“Governance comprises all of the processes of governing – whether undertaken by the government of a state, by a market or by a network – over a social system (family, tribe, formal or informal organization, a territory or across territories) and whether through the laws, norms, power or language of an organized society. ….” – WikiPedia.com
Technology changes everything… and you can’t stop it.
Technology is mostly good yet sometimes bad but you can’t stop progress. Technology enables better health outcomes, it allows people to be more informed and better educated, it allows for easier and more affordable communication, it allows for automation and productivity increases… (the list is long) but just as important technology can produce negative unexpected outcomes.
Technology’s unexpected negative outcomes in the past had less potential to harm society than what is upon us today and in the near future. In the past technology disintermediated companies… In the future, technology has the opportunity to disintermediate society-hence, GOVERNANCE IS THE FUTURE <<–hint, hint, entrepreneurs there is a business opportunity here.
Governance – The Past
Up to today, governance frameworks that have had an impact on how technology is used have mostly been left up to industry groups with some government oversight and mostly due to data security concerns (PCI-DSS, HIPAA, NERC, FISMA etc..) but now countries are mandating good governance as well (GDPR being one example) primarily due to privacy. Farther down in the technology stack there are many governance organization – you can find that lineage here for the Internet as an example. However, there is little from these past frameworks that can prepare us for the future and unfortunately, our governing body (US Congress) is ill-prepared for the job but I do think we will be OK because of the governance vacuum will create an opportunity for entrepreneurs to fill.
Something Fundamentally Changed – Every Company Is Now A Technology Company
Up to now, technology has been thought of as an enabler of productivity… a driver of capitalism… but unfortunately, many companies still believe their IT team is responsible for technology. Many still believe their executives need to understand technology but it’s their IT teams job to enable it and Securities job to lock it down… they still believe their exec’s jobs are revenue & profit (selling more widgets, increasing the margin of the widgets they sell and finding new widgets to sell) … but something fundamentally changed–Every company is now a tech company (here) (here) (here) – Disintermediation due to technology hasn’t (and will not) stop.
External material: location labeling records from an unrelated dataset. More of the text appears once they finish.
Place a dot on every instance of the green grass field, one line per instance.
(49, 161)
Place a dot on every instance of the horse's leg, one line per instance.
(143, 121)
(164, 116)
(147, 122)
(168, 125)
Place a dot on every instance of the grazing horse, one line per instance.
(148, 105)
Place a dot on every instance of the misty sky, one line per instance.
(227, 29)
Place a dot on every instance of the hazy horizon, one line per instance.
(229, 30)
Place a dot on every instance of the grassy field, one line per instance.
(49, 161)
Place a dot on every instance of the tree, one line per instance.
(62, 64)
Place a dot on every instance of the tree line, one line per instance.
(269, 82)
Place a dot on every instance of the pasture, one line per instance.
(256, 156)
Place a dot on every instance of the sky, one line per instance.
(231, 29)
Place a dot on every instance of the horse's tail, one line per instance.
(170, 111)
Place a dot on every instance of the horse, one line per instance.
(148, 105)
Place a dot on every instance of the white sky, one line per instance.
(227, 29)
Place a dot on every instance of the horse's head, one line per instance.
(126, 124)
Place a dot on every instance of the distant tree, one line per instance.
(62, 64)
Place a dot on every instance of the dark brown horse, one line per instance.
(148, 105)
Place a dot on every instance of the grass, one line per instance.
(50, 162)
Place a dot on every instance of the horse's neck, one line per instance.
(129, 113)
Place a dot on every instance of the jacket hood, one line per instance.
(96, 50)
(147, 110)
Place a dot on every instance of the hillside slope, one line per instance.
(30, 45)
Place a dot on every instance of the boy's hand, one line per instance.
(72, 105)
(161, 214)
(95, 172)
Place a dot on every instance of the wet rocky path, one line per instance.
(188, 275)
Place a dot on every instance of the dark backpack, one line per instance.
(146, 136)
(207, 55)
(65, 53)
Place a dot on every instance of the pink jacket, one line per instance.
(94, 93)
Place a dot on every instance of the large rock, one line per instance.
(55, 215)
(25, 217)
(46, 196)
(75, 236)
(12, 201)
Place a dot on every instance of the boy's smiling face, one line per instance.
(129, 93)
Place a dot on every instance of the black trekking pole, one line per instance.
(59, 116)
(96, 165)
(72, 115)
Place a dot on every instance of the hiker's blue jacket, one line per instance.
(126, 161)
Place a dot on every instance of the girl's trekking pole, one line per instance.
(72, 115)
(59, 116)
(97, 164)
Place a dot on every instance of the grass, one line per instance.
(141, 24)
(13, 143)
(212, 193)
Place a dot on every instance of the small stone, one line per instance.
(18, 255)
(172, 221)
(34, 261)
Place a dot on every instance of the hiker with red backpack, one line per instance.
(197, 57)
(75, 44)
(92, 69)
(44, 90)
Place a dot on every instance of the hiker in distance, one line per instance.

The power of data required good CEO’s to turn their companies into technology companies–but ready for this: now you may become irrelevant because of what you do… or how you are structured to perform what you do…
Learning/Robotics is here now and will drive a wrecking ball through some major
job categories. Blockchain-Cryptocurrency economics’ will change how companies
are built and how value moves between entities. CRISPR-CAS9 will produce
incredible healthcare outcomes and quantum computing presents unimagined
breakthroughs. These technologies are
more powerful than anything society has ever witnessed.
How Artificial Intelligence will change the world (here).
How Blockchain-Cryptocurrency will change the world (here). Corp structure (here).
Governance – The Future
“The real problem of humanity: we have paleolithic emotions; medieval institutions; and god-like technology… and it is terrifically dangerous, and it is now approaching a point of crisis overall.” – E. O. Wilson
The governance of Artificial Intelligence has been more challenging as there is not a great framework to call upon. (here) (here). AI as it relates to justice, data quality and autonomy involve identifying answers to questions surrounding the safety of AI, what legal and institutional structures need to be involved, control and access to personal data, and what role moral and ethical intuitions play when interacting with AI. When a citizen’s life can be shaped by algorithms who is in control of monitoring those that created the algorithms and the outcomes of such algorithms? In the past, we’ve seen machine learning racially profile bias, unfairly deny individuals for loans, and incorrectly identify basic information about users. The development of AI governance will help determine how best to handle scenarios where AI-based decisions are unjust or contradict human rights.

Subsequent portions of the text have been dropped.